Spoiler, it’s not hardening in the traditional sense, it is Claude models finding vulnerabilities and bugs in Firefox.
A few weeks ago, Anthropic’s Frontier Red Team approached us with results from a new AI-assisted vulnerability-detection method that surfaced more than a dozen verifiable security bugs, with reproducible tests
AI-assisted bug reports have a mixed track record, and skepticism is earned. Too many submissions have meant false positives and an extra burden for open source projects
What we received from the Frontier Red Team at Anthropic was different.
Anthropic’s team got in touch with Firefox engineers after using Claude to identify security bugs in our JavaScript engine.

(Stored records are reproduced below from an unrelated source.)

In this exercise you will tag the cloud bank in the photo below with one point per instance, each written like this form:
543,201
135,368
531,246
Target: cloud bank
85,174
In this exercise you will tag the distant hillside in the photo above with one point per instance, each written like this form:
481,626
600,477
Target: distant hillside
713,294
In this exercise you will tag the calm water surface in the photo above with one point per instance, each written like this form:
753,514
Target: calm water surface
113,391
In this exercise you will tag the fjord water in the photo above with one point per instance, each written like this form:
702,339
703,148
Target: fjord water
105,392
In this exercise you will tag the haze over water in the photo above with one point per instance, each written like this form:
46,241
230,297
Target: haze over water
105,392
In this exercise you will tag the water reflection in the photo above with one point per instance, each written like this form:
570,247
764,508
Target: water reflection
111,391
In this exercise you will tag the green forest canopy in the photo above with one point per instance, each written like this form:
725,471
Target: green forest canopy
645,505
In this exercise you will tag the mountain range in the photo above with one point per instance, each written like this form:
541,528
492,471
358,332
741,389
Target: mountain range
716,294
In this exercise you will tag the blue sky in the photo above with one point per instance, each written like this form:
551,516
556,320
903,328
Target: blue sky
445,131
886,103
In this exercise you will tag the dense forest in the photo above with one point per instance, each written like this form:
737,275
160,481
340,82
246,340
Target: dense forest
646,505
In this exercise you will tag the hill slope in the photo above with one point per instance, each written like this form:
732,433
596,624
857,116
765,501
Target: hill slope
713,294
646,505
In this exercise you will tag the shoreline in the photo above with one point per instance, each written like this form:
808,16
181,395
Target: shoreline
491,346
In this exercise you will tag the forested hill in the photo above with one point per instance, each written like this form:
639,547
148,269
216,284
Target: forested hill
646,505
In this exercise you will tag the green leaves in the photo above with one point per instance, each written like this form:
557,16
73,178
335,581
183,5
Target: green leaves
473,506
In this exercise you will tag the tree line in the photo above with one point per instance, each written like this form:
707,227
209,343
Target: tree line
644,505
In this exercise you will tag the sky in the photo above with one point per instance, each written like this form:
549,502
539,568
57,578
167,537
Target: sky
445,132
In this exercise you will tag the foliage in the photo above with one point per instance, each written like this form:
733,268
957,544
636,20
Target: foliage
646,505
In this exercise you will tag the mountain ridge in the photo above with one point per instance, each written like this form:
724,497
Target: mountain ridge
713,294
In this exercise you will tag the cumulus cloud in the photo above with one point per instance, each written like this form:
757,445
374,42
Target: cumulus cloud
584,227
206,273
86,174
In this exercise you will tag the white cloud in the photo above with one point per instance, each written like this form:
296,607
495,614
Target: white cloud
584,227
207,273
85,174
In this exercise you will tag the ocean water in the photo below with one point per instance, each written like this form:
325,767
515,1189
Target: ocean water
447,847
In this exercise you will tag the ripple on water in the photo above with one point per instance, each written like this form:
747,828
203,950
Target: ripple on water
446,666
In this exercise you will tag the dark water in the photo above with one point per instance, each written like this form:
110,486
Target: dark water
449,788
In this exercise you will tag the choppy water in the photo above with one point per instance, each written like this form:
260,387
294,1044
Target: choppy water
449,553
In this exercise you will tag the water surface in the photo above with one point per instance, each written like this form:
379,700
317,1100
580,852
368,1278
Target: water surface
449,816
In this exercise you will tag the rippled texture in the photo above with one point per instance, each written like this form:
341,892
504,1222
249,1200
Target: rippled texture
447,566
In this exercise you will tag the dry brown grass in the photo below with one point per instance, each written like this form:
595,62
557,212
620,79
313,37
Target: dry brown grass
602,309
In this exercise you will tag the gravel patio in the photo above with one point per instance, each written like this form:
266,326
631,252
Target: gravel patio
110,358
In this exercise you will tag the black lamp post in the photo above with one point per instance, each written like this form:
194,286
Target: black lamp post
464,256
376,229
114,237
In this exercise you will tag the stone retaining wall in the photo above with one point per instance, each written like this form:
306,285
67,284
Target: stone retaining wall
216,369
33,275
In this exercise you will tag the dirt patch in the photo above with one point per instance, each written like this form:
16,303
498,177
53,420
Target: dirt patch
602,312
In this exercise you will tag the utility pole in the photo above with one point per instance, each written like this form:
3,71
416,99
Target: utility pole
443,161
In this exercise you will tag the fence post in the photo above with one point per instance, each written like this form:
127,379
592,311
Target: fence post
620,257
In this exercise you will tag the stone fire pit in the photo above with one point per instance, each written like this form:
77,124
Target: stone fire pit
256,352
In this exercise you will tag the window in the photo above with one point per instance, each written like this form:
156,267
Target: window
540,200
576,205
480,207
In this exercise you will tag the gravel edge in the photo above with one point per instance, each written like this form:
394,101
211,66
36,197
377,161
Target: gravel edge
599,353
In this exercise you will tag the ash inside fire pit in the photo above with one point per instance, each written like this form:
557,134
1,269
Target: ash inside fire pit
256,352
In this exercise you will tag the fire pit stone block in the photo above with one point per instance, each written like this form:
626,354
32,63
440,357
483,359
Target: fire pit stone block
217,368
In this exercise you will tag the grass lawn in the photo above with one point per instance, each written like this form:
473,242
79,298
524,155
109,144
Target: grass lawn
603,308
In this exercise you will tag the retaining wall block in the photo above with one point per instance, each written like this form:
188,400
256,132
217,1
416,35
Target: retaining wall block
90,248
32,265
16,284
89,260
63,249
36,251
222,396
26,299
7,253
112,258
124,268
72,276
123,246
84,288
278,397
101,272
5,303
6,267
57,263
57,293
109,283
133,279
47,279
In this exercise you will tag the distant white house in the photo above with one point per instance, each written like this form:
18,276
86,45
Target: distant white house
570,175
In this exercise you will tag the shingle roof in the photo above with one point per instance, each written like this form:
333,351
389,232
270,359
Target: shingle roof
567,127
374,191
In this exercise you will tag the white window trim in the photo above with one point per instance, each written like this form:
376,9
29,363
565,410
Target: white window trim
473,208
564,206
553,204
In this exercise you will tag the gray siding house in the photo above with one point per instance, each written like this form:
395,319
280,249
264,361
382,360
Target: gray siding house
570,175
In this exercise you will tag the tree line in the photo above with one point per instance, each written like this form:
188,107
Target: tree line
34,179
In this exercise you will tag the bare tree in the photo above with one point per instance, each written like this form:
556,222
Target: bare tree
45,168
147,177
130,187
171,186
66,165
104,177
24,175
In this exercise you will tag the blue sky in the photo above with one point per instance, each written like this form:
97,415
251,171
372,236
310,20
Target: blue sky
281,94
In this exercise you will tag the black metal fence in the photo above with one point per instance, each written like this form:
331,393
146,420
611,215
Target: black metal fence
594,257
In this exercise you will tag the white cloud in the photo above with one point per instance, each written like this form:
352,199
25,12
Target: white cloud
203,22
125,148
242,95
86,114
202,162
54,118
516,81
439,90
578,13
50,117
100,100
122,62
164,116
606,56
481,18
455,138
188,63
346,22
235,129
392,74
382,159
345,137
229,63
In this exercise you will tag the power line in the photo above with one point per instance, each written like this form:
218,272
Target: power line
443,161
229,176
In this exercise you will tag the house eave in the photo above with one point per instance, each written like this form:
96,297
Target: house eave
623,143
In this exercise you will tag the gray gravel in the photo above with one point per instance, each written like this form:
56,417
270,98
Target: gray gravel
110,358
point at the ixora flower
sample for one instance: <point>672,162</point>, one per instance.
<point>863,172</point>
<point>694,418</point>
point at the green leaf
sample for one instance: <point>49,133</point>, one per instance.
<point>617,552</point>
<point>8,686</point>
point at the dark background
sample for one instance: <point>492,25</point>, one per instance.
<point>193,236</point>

Critically, their bug reports included minimal test cases that allowed our security team to quickly verify and reproduce each issue.
Of the 28 CVEs ranked “high severity” (31 if you count the last three):
(out of bounds) CVE-2026-2757: Incorrect boundary conditions in the WebRTC: Audio/Video component
(uninitialized memory) CVE-2026-2794: Information disclosure due to uninitialized memory in Firefox and Firefox Focus for Android
(use after free) CVE-2026-2758: Use-after-free in the JavaScript: GC component
(out of bounds) CVE-2026-2759: Incorrect boundary conditions in the Graphics: ImageLib component
(use after free) CVE-2026-2795: Use-after-free in the JavaScript: GC component
(use after free) CVE-2026-2763: Use-after-free in the JavaScript Engine component
(use after free) CVE-2026-2764: JIT miscompilation, use-after-free in the JavaScript Engine: JIT component
(use after free) CVE-2026-2797: Use-after-free in the JavaScript: GC component
(use after free) CVE-2026-2765: Use-after-free in the JavaScript Engine component
(use after free) CVE-2026-2766: Use-after-free in the JavaScript Engine: JIT component
(use after free) CVE-2026-2767: Use-after-free in the JavaScript: WebAssembly component
(use after free) CVE-2026-2798: Use-after-free in the DOM: Core & HTML component
(use after free) CVE-2026-2769: Use-after-free in the Storage: IndexedDB component
(use after free) CVE-2026-2799: Use-after-free in the DOM: Core & HTML component
(use after free) CVE-2026-2770: Use-after-free in the DOM: Bindings (WebIDL) component
(“undefined behavior”) CVE-2026-2771: Undefined behavior in the DOM: Core & HTML component
(use after free) CVE-2026-2772: Use-after-free in the Audio/Video: Playback component
(out of bounds) CVE-2026-2773: Incorrect boundary conditions in the Web Audio component
(out of bounds) CVE-2026-2778: Sandbox escape due to incorrect boundary conditions in the DOM: Core & HTML component
And the bonus three:
CVE-2026-2807: Memory safety bugs fixed in Firefox 148 and Thunderbird 148
CVE-2026-2792: Memory safety bugs fixed in Firefox ESR 140.8, Thunderbird ESR 140.8, Firefox 148 and Thunderbird 148
CVE-2026-2793: Memory safety bugs fixed in Firefox ESR 115.33, Firefox ESR 140.8, Thunderbird ESR 140.8, Firefox 148 and Thunderbird 148
Which makes 19/28 (or 22/31 if you count the bonus three) high severity CVEs fixed in Firefox 148 “things (safe) Rust probably would have prevented”. I can’t say it definitely would, since the bugzilla pages for the CVEs still seem to be restricted, but I’d say the odds are good.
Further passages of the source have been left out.